A reader, Joseph, submitted the following comment, which I thought worthy of publishing as a post:
Regarding the claim by R. Bleich that there are no poskim who subscribe to R. Slifkin's thesis regarding halachos based on mistaken factual premises, this is certainly mistaken. Just to give one example, Rav Hershel Schachter, in a recent Q&A session in London (in front of at least 50 people), discussed this exact case, and made reference to the Dor Revi'i. I asked him about the anisakis question, and he said that Chazal believed in spontaneous generation, in accordance with the common belief in that era, and that this is the basis for why they allowed anisakis worms.
He went on to say that despite the fact that we now know this belief to be false the halacha stands, because, as the Dor Revi'i explains, Chazal had the authority to establish the halacha for all generations. He said that the position some report in the name of Rav Elyashiv, namely that worms in the past used to spontaneously generate, and hence were muttar, but have since stopped doing so, and are now assur, is a 'joke'.
Rav Schachter also mentioned that when R. Moshe Feinstein was asked this question, he refused to discuss it, and said that it was ridiculous that anyone should even ask about something that the Shulchan Aruch explicitly permits.
I would add that there are numerous areas of halacha that are based on scientific premises that are now know to be invalid, such as the various se'ifim in Shulchan Aruch allowing certain worms in fruit or cheese for consumption, or the rules of shabbos which allow putting uncooked food in a kli sheni full of boiling water, or many of the dinim of 'belios' in kashrus, and yet we generally do not suggest we should change the established halacha.
To go back to the example of killing lice on shabbos, if one does not accept the apologetics that Chazal would have allowed this even if they understood how lice reproduce (which R. Slifkin provides cogent reasons for rejecting), then there is no different between this case and that of the anisakis. In both, one is subscribing to the codified rule to do something which would be considered forbidden according to the principles that Chazal were using to propagate that law.

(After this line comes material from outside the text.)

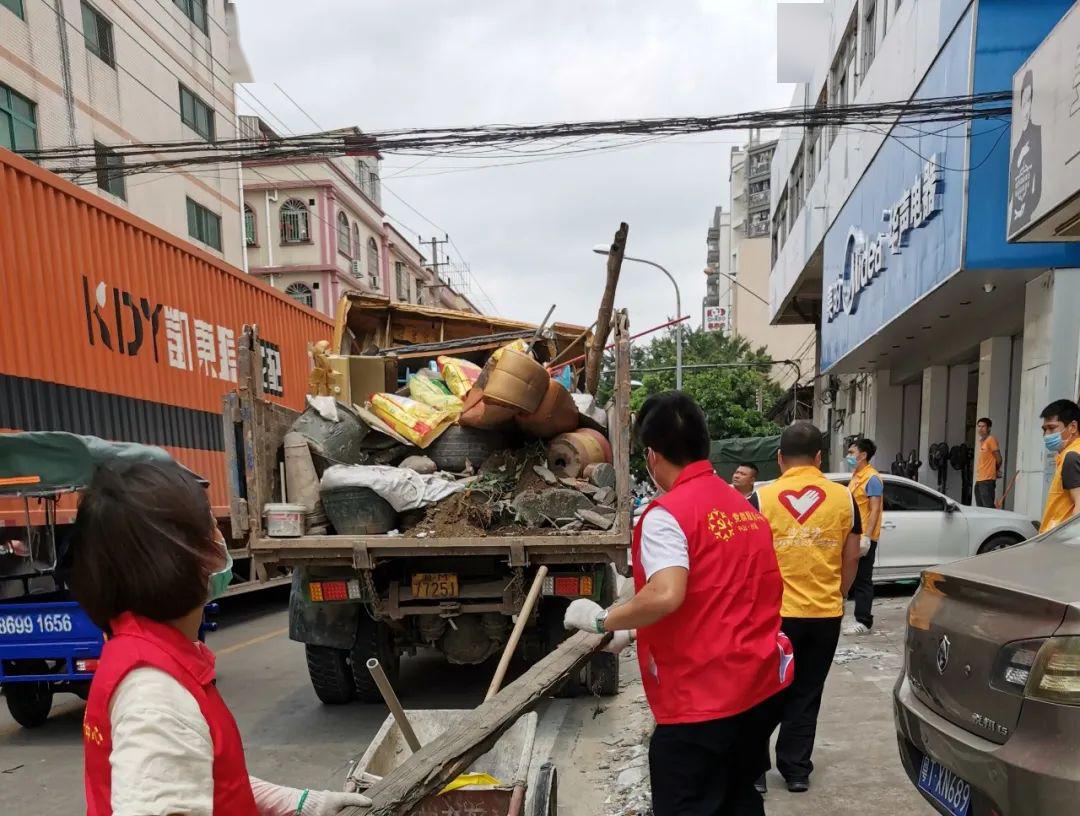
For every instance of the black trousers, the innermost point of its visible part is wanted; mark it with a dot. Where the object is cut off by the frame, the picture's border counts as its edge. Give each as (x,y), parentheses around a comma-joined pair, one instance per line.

A parallel for this can be found in the case of 'okimtos' that the gemara makes on tannaitic statements, even though these explanations are often plainly not in accord with the underlying reasoning behind a given Tanna's ruling. To quote R. David Foldes' elucidation of Rav Shlomo Fisher's drasha on the topic, "the kabalah that later generations would not argue on the Sages of the Mishna, which is mentioned by the Kesef Mishneh, is only regarding the formal halacha but not regarding content and rationale. The amoraim frequently add svaros (rationales) and derashos (homiletics) to the teachings of the tannaim, and similarly they can argue with the legalistic logic applied by the tannaim. The amora is thus bound by the formal teaching of the Mishna, which he cannot dismiss completely. In case he disagrees with the tannaitic rationale (which he is allowed to) he may accept the ruling of the Mishna in a very specific case, and maintain his own ruling as the principle. As with the biblical covenant regarding mitzvos derabanan, which differentiated between biblical and rabbinic law, so too here the kabalah extends only as far as the terms of the original agreement, namely the formal acceptance of the final rulings of the tannaim."